Here it marks the end of this implementation part.

Discussion – Pros & Cons

Cons

I’ll put reasons for not using (purely) front-end rendering here:

1. It’s bad for SEO(Search-Engine-Optimization).

As far as I know, most Robots cannot process JavaScript well. By having dynamically loaded content, the search engine’s robots would wrongly believe that your site has nothing, because there’s nothing static.

2. It’s unstable.

By using JavaScript loading means.. if there’s any line of code having any small error, or the user’s browser disabled JavaScript, or there’s any problem with the loading of any required library, the user would end up with seeing nothing. This would greatly affect the user experience in certain countries where the internet access to certain website (like Google) are not so stable.

Pros

And I guess here’re some good points of using Front-end Rendering:

1. Save the computation power of the server side.

This doesn’t seems to be so important since server is so cheap these days, and customers usually means everything.

2. Having a univeral template when Ajax is a must

This is the only reason I can see, for using front-end rendering. A bit hard to explain though:

Say this website have to use AJax to dynamically load certain data and creating some contents using templates on the fly, in that context front-end rendering is unavailable.

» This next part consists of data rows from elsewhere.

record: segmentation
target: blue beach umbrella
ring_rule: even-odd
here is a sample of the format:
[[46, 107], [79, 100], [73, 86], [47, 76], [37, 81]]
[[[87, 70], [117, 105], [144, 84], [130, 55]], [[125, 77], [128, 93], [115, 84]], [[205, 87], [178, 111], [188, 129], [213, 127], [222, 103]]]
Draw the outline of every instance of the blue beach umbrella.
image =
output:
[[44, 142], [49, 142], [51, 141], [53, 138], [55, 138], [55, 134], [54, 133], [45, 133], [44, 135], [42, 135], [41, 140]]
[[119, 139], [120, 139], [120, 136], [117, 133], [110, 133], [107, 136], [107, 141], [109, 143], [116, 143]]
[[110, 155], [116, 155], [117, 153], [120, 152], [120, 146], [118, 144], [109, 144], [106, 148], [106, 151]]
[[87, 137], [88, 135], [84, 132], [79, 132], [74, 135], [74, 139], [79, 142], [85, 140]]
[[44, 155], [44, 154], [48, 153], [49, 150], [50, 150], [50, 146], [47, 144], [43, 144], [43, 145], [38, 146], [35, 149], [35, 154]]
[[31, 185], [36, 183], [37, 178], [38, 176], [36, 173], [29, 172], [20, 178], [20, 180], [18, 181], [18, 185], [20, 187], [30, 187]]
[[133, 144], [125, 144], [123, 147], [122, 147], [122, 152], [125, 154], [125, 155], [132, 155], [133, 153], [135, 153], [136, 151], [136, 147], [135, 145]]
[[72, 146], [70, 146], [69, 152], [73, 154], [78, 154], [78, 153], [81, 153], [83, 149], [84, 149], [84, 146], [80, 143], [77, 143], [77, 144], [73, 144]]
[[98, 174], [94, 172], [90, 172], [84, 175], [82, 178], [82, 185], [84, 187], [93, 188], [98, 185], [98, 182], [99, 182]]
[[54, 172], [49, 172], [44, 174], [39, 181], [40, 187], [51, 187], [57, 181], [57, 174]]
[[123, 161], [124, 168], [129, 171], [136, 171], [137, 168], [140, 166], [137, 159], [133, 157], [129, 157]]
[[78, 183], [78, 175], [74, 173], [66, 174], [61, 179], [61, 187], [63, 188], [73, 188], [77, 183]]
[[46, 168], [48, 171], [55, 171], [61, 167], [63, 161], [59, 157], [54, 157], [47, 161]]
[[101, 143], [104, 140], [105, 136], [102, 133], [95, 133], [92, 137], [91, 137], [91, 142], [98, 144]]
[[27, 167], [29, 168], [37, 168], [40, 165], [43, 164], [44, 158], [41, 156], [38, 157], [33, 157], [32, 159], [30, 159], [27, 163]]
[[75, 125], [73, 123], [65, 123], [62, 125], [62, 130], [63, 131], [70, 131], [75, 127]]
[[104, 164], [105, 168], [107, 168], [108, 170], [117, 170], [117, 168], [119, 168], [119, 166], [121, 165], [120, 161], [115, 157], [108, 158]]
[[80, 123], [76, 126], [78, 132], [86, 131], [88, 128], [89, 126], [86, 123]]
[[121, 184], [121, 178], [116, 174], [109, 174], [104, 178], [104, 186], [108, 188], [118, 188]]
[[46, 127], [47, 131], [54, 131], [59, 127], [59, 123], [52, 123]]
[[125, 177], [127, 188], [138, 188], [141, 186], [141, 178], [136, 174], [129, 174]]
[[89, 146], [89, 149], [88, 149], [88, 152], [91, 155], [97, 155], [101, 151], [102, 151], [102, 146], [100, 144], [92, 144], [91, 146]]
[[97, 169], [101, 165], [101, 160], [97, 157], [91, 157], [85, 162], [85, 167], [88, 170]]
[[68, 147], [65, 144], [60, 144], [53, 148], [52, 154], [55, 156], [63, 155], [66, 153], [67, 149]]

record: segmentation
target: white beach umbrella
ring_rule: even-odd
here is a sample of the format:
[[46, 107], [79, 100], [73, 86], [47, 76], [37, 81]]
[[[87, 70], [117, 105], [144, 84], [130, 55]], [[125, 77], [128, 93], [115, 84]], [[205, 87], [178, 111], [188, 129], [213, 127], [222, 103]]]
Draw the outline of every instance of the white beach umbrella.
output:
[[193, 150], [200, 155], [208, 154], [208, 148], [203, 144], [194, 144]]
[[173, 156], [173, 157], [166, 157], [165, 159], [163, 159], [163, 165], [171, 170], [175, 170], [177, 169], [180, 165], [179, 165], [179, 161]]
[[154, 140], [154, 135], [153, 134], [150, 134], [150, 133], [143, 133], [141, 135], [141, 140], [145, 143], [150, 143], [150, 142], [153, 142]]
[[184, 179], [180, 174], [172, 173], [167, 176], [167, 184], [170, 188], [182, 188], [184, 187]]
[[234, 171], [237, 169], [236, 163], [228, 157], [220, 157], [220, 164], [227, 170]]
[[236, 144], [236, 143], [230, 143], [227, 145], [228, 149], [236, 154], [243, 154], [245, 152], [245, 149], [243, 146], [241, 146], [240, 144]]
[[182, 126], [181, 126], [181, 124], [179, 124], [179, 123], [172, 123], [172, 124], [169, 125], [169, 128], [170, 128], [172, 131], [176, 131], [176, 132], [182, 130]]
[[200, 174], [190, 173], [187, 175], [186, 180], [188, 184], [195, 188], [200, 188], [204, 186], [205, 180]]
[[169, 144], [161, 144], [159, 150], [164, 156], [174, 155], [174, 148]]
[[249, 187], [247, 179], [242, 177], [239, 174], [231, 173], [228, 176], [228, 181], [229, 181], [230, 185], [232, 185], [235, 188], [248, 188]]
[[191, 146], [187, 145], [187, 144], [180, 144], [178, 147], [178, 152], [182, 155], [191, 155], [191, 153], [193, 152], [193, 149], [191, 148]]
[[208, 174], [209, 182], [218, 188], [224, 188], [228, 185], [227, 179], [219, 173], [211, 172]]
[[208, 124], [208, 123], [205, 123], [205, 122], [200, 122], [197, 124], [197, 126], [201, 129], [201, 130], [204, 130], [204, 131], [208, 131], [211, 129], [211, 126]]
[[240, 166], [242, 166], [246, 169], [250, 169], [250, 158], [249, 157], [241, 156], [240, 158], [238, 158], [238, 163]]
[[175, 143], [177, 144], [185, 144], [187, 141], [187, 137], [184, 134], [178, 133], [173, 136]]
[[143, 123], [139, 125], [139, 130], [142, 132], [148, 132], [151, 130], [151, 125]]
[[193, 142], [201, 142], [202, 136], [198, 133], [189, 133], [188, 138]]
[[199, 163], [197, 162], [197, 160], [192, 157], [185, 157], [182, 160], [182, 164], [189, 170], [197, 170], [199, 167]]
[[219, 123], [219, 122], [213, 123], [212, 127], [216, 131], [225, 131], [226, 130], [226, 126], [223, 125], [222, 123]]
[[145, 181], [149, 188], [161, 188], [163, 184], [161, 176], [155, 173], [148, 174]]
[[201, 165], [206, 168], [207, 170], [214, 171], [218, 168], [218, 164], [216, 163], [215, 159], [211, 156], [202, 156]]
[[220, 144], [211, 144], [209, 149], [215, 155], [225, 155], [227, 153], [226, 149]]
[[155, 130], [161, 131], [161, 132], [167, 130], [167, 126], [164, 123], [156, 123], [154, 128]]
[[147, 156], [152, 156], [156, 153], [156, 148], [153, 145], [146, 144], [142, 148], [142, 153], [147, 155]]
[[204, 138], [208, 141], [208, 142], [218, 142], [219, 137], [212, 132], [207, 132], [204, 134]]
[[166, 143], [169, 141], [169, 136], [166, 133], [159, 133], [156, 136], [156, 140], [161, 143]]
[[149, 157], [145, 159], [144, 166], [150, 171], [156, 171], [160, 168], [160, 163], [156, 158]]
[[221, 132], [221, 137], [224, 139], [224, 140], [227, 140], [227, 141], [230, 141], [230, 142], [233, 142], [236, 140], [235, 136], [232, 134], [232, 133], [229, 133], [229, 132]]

If the front-end template is another file which is different from the backend template of the same content, you end-up having two duplicate generating the same content. This is definitely a bad coding exercise because everytime you need to update the styling, you would have to update the two templates.

Two choices left in this context – either do a purely front-end rendering, or a purely back-end. A back-end rendering might consume some lot more bandwidth than the front-end rendering, and that where a front-end rendering is needed.

Oh.. if one can actually use the same template for both the front-end and back-end, then life would be easier.